In 2022/23 the median weekly social rent hit £89, the equivalent figure for affordable rents was £134. That’s across England as a whole: in some parts of the country, affordable rents are double social rents, according to analysis by Inside Housing magazine.

And since the new type of rented housing was launched, the number of homes being built for social rent has plummeted. While 39,562 homes for social rent were completed in 2022/23, the last year for which data is available, there were 9,561 new homes at that rent level, while 24,303 were created for the more expensive affordable rent.

Homelessness has risen

While rough sleeping is the most visible form of homelessness, it is also the hardest form to enumerate. 

The annual rough sleepers count – which is conducted by individual councils that use a mixture of headcounts and estimates reached by relevant local bodies – only provides a “snapshot” of one night in autumn (and not even the same night in autumn, as councils have a two-month window to do it). 

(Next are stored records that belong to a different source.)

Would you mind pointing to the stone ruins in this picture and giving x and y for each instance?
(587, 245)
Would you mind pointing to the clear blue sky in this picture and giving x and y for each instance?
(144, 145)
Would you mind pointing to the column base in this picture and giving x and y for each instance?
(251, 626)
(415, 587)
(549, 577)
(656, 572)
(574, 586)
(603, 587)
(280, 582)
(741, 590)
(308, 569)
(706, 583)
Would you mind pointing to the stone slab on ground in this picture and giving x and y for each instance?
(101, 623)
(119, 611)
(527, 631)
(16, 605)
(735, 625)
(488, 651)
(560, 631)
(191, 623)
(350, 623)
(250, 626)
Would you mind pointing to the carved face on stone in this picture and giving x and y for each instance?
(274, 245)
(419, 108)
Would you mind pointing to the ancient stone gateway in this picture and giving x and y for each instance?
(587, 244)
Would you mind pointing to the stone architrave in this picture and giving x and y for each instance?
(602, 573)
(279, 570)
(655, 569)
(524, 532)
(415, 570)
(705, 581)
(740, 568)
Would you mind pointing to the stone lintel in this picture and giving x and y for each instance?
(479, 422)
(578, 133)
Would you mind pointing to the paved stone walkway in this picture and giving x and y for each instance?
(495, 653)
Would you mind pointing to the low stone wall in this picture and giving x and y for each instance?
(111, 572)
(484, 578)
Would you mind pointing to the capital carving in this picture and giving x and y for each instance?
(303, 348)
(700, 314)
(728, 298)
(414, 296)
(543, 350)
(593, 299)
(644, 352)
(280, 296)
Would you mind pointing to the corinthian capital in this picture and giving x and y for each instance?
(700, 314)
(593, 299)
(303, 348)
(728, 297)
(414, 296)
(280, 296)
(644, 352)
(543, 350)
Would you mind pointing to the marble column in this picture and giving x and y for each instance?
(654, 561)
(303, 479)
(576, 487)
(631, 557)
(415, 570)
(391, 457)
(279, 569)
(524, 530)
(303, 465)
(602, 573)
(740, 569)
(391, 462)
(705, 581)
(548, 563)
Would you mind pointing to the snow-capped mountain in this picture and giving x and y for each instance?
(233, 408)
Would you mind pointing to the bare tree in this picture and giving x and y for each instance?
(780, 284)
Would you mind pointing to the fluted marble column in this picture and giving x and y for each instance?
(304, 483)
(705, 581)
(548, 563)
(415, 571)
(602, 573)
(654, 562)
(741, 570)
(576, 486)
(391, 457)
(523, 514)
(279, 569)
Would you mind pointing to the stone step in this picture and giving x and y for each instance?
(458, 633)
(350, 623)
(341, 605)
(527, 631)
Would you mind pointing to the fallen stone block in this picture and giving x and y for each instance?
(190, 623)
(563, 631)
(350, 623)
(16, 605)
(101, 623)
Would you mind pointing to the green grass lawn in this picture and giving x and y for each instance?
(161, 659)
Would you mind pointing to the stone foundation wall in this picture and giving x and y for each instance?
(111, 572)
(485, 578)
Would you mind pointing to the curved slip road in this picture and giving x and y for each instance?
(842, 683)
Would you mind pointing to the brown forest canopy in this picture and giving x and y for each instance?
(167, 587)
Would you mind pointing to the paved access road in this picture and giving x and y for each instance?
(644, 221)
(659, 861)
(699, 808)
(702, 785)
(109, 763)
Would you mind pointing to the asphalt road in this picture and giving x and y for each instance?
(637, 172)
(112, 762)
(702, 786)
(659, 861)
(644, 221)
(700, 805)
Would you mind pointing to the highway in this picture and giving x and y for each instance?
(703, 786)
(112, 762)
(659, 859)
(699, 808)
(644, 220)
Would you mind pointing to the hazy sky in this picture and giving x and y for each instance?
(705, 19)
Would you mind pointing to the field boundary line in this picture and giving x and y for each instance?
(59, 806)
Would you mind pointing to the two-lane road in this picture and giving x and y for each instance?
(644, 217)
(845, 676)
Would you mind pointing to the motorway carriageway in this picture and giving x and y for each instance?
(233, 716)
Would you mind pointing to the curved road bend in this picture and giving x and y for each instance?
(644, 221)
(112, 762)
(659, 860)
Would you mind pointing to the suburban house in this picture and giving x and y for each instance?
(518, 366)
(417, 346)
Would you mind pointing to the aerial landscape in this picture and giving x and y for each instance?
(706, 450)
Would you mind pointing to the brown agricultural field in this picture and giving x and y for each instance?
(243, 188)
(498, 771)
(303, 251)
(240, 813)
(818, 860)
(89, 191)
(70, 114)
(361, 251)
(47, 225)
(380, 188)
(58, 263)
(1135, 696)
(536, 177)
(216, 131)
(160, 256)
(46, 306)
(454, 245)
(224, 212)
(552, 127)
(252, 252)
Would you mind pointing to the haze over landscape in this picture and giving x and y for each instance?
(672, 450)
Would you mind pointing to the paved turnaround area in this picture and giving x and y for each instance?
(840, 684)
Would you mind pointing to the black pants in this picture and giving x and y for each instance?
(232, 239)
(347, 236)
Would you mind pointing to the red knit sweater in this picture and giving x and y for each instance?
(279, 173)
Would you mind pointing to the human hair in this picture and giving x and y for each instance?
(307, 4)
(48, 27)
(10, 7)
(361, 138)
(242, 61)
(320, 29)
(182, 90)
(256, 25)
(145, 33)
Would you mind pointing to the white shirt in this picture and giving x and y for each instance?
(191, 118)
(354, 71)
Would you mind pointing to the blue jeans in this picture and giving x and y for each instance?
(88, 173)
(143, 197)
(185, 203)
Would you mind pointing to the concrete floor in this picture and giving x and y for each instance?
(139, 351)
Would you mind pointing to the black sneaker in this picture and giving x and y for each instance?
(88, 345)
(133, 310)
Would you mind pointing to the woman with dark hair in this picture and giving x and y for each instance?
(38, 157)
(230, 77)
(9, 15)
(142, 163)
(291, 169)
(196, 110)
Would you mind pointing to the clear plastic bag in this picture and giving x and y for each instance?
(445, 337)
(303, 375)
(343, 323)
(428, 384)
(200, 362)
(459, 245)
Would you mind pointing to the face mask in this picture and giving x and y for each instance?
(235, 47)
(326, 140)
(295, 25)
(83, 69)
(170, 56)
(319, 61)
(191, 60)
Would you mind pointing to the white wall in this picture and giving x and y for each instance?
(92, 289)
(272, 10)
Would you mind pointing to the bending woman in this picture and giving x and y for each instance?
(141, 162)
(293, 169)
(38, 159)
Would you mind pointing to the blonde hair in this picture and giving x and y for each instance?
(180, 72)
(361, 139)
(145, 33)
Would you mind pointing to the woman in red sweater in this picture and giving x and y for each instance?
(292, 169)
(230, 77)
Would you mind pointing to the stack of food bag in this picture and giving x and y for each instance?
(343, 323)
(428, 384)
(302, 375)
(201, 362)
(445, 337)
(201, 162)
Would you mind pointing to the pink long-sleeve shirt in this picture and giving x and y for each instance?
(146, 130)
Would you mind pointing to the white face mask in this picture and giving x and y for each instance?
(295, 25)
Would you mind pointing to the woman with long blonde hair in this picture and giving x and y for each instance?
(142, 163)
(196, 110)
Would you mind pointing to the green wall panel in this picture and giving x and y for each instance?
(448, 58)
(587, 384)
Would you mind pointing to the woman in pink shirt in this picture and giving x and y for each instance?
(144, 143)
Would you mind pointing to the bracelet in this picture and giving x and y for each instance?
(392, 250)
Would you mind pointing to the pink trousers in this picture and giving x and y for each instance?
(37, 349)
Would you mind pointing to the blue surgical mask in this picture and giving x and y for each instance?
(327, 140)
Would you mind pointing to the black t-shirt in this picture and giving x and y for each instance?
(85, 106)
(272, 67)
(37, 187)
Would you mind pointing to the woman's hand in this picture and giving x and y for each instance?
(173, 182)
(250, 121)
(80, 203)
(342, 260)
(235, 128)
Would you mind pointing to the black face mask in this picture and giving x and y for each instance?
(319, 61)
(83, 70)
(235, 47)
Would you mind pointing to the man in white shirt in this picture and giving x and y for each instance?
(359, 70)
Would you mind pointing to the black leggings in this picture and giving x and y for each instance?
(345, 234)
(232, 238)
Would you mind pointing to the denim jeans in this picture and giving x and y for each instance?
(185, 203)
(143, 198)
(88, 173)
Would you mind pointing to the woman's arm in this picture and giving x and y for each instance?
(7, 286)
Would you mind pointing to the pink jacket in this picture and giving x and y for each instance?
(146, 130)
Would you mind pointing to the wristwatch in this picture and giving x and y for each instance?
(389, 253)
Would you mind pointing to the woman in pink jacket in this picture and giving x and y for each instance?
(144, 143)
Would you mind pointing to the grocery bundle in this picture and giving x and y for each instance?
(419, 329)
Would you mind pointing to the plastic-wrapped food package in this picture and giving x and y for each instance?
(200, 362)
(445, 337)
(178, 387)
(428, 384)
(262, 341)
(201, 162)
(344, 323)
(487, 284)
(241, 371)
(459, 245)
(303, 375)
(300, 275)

Homelessness is, however, a much broader problem than rough sleeping alone. To get a better idea of the true scale of homelessness in England, it is useful to look at the number of households classed as statutorily homelessness, meaning they lack a secure place in which to live.

These numbers more than doubled under successive Conservative governments and the number of households living in temporary accommodation surpassed 112,000 in the last quarter of 2023. That’s a 12.1% rise in a year, the highest-ever figure and well over double the comparable 2010 figure.

Charities also point to “hidden homelessness”: people living in squats, hostels or B&Bs, in overcrowded accommodation or “concealed” housing, such as the floors or sofas of friends and family who are not counted in this total.